C’era una volta…
“Un pilota!” diranno subito i miei pochi lettori.
No, amici, avete sbagliato. C’era una volta un pezzo di metallo.
Non era un pezzo di metallo qualsiasi, di quelli usati per produrre graffette, spille o punti da cucitrice, nossignore, ma non sarebbe nemmeno finito, che so, in un edificio avveniristico progettato da qualche archistar o su una nave da crociera di lusso. Sarebbe diventato un bullone. Un piccolo bullone. Un piccolo bullone che non sapeva di essere speciale. Ecco la sua storia.(1)

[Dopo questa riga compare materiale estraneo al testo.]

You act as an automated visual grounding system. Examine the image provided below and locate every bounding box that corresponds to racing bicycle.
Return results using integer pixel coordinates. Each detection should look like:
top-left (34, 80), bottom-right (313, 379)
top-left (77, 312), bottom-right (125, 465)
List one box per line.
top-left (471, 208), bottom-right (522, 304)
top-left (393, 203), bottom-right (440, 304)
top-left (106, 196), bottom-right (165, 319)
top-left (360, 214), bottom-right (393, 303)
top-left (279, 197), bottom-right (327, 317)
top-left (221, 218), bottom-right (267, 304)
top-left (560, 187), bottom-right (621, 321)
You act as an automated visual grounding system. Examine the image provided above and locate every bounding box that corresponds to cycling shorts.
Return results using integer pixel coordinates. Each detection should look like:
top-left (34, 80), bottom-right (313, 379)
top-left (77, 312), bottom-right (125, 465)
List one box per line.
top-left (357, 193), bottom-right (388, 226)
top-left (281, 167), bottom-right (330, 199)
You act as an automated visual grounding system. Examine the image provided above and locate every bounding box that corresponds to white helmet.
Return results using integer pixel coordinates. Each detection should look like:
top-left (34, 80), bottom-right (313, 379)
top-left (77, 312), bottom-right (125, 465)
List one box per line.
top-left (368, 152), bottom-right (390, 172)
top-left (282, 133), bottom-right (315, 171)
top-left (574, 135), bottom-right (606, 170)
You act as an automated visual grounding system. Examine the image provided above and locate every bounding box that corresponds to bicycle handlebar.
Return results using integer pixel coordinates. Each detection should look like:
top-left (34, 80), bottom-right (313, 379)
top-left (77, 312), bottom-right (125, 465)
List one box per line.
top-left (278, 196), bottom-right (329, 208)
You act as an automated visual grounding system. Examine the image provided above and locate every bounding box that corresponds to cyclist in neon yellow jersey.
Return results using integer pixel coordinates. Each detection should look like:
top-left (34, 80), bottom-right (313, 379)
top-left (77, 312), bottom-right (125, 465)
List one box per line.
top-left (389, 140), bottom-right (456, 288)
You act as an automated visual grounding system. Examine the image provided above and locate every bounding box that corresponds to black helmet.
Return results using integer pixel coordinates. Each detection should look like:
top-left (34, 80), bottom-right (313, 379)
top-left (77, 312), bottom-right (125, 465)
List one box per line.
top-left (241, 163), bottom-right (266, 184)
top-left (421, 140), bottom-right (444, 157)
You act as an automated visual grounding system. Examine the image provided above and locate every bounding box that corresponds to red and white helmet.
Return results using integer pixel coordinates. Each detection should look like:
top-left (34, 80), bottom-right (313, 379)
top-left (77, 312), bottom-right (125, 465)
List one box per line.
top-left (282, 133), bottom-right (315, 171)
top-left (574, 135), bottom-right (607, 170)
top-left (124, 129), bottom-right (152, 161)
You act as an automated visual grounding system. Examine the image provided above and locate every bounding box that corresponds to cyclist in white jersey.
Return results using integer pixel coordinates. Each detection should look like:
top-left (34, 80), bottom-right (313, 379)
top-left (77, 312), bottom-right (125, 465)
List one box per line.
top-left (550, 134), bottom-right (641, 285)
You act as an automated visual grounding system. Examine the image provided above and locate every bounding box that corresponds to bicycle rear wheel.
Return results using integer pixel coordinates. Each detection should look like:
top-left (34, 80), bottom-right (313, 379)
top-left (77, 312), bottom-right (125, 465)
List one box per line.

Ciao, mi chiamo RB12–FS–0663-02 e sono un bullone. Se avete smesso di leggere dopo il 12 perché il nome vi è sembrato troppo lungo, sappiate che sfondate una porta aperta: ho provato a spiegarlo al software che gestisce il magazzino centralizzato, la mia casa, ma mi ha risposto che “… 0010001011111000…” e, di fronte a una tale circostanziata rimostranza, m’è sembrato inutile insistere. Se volete potete trovarmi un nome più corto e amichevole, che so: Gianni! È un nome comune ma, del resto, sono solo un semplice bullone.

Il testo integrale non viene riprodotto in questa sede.